1932: American aviatrix Amelia Earhart takes off from Newfoundland, en route to Ireland, in an attempt to become the first female to solo across the Atlantic.
1940: The submarine USS Sailfish (SS-192), is commissioned into the US Navy. The ship was formerly USS Squalus, which sank off the coast of Portsmouth, NH a year earlier on a test dive, shortly after her original commissioning. 26 sailors drowned in the sinking, but 33 survived in the forward compartments, communicating with a sister ship via an experimental emergency buoy, which riveted the nation during the course of a heroic rescue effort from 245 feet of water. The ship was later raised, with an engineering investigation conclusively determining the cause of the sinking. Re-designs were then incorporated throughout the new fleet boats. After repairs and re-fitting, the new Sailfish went on to a distinguished career in the Pacific war, earning 10 battle stars. During the war, the captain had standing orders that if anyone mentioned the name Squalus, he would be marooned in the next liberty port. Sailors being what they are, they began using the term, Squallfish, which didn’t sit any better with the CO.
1940: The end of the “Sitzkrieg.” Eight months after Germany’s invasion of Poland and the immediate declaration of war that followed by the western Allied powers, neither Germany nor the Allies have made any significant military moves against each other. The period is known by many different names: Sitzkrieg was the German’s pun on their Blitzkrieg strategy; Churchill called it the Twilight War; Brits in general called it the Bore War (pun on the relatively recent Boer War in South Africa); the Poles, who were on the receiving end of it, called it the Strange War; and the French, anticipating what was to come, referred to it as the drole du guerre, the Bizarre War. On the 10th of May when Chamberlain resigned, Churchill became Prime Minister, and Germany began its advance west into the Low Countries. This week, Nazi armies enter and occupy Brussels, Belgium, and concerns grow about the impending invasion of France.
1940: The first prisoners arrive at the new Nazi concentration camp in Auschwitz, Poland.
1941: German paratroopers invade Crete. The Brits evacuate to fight another day.
1943: The B-17 Memphis Belle flies its 25th combat mission over occupied Europe, a bomb run against German submarine pens at L’Orient, France. A documentary camera crew recorded the mission and the crew celebrations afterward, which became part of a full-length feature film. The aircraft and crew returned to the States and began a publicity tour around the country in support of War Bonds.
1943: A dramatic RAF raid by “The Dam Busters” smashes three dams in Germany’s industrial heartland. The crews trained in secret for three months perfecting the technique of “skip bombing” to get through German defenses.

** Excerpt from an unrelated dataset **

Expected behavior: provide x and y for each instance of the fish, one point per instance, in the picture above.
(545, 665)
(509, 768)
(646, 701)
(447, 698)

1948: With the expiration at midnight of the League of Nations mandate to British Palestine, David Ben-Gurion proclaims the State of Israel from a museum in Tel Aviv. Guns from Syria, Jordan and the United Arab Republic (Egypt) are already firing in the background of his announcement.
1954: The Supreme Court hands down its decision in Brown vs. The Board of Education of Topeka, overturning the separate-but-equal doctrine previously codified by the Supreme Court’s 1896 Plessey vs. Ferguson decision.
1957: Great Britain detonates its first hydrogen bomb, a high altitude air burst, over Christmas Island in the South Pacific.
1963: Last flight of Project Mercury, with Gordon Cooper completing 22 earth orbits over the course of a 34 hour flight. It’s probably worth noting that Cooper was the first astronaut to sleep in space, and the final American to go into orbit solo. His re-entry course landed him in the Pacific recovery zone only four miles from the prime recovery ship, USS Kearsarge (CVS-33).
1987: USS Stark (FFG-31) is struck by an Iraqi Exocet missile while monitoring shipping in the Persian Gulf during the Iran-Iraq war. 37 sailors are killed, 21 wounded.